We may have burning questions (pardon the pun) about the bush and God speaking is such an unusual and dramatic way, but there are other questions: “What was it that made that particular ground ‘Holy?’” and “Where do you find Holy Ground these days?”
The word holy really just means “different,” “other than,” or “set apart for a special purpose.” But in this context it seems to mean something more. What made the ground on which Moses stood “different?” It seems that what made the ground holy, different, or set apart is that Moses encountered God in that place.
So, does that kind of ground exist today? I believe it does. To me, the most straightforward was to understand “Holy Ground” is that it is anywhere we find God — or experience God’s call in our lives. It doesn’t have to be a burning bush or a loud voice booming down from the heavens. That is unlikely. So where do you find Holy Ground these days? Holy Ground is often found in the very ordinary and mundane course of our lives. When Moses encounters God it’s an ordinary day and he’s doing his ordinary job. It’s in his daily routine that Moses has this extraordinary experience. He’s going about his ordinary business as a shepherd when he finds himself standing on Holy Ground.
This story, then, is not so much about the burning bush as it is about Moses opening himself to God’s call. When we are open to the possibility of experiencing God’s presence, the still small voice of calling, or the nudge that pushes us to act, then we can find ourselves — sometimes in surprising ways — standing on Holy Ground.

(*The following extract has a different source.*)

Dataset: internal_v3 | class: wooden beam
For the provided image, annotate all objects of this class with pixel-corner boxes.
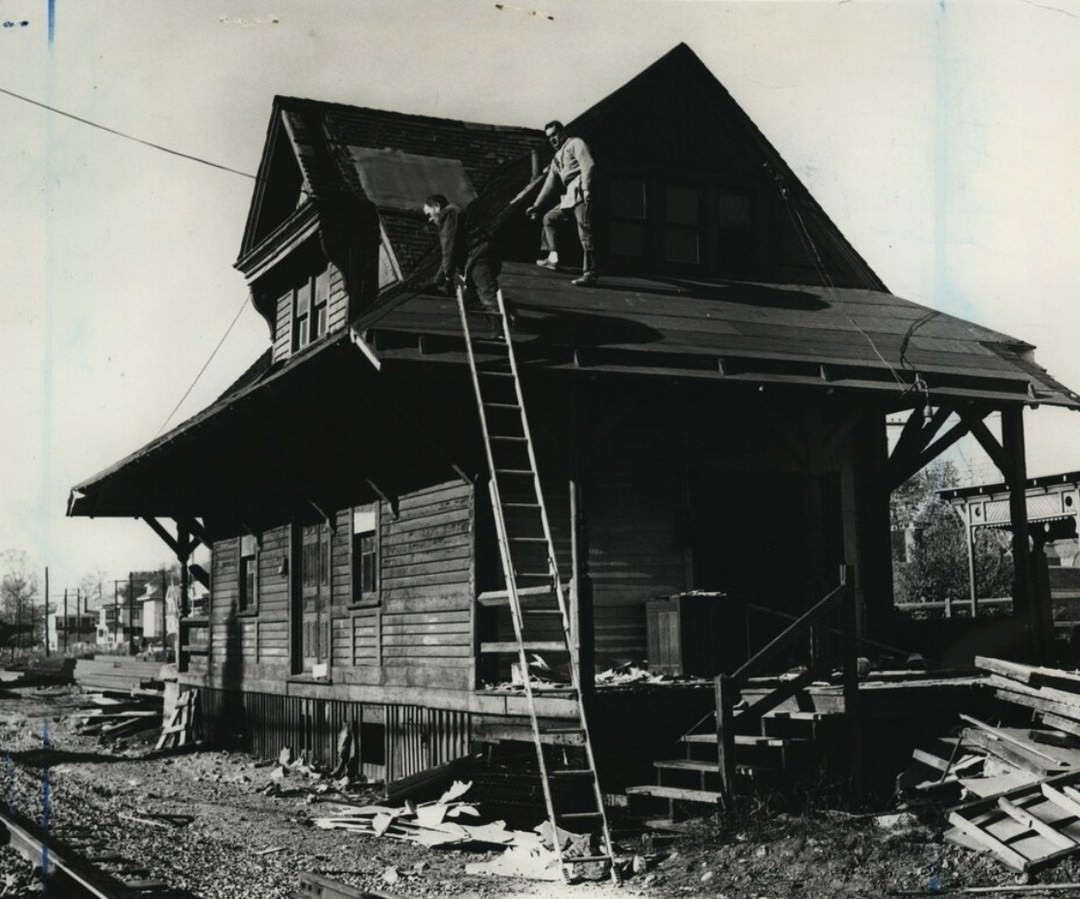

Holy Ground is most often found in the ordinary moments and places of our lives — whenever and wherever God has our attention long enough for us to be focused on the most important things in life.
I think we find ourselves on Holy Ground during all the major moments in our life: the birth of a child, when a child leaves home, during all the natural transitions and turning points in our life — those times when we’re really aware and thinking deeply about what’s most important.
When we listen deeply for God’s call, we can find what Theologian Frederick Buechner calls our “vocation,” which he defines as “the place where our deep gladness meets the world’s deep need.” That place is Holy Ground.
Sometimes Holy Ground can be a place where we wrestle with God — where we try to understand better what we are to do. It is the place where we question the authenticity of our calling. Sometimes Holy Ground is where we get a new outlook or discover a new viewpoint that helps us see more clearly what we are being called to do.
Holy Ground is any place where we experience God: where we learn that we’re not alone and where we discover that God provides us with what we need to be who we’re being called to be and what we’re being called to do. It is the place where God challenges us. And Holy Ground is a place of new beginnings.
When in your own life have you found yourself on Holy Ground? Where were you and what prompted this realization? What was God calling you to do — and how did you answer that call?
I look forward to exploring these ideas further with you this Sunday in the Sanctuary, in a worship experience that I pray will become for you Holy Ground.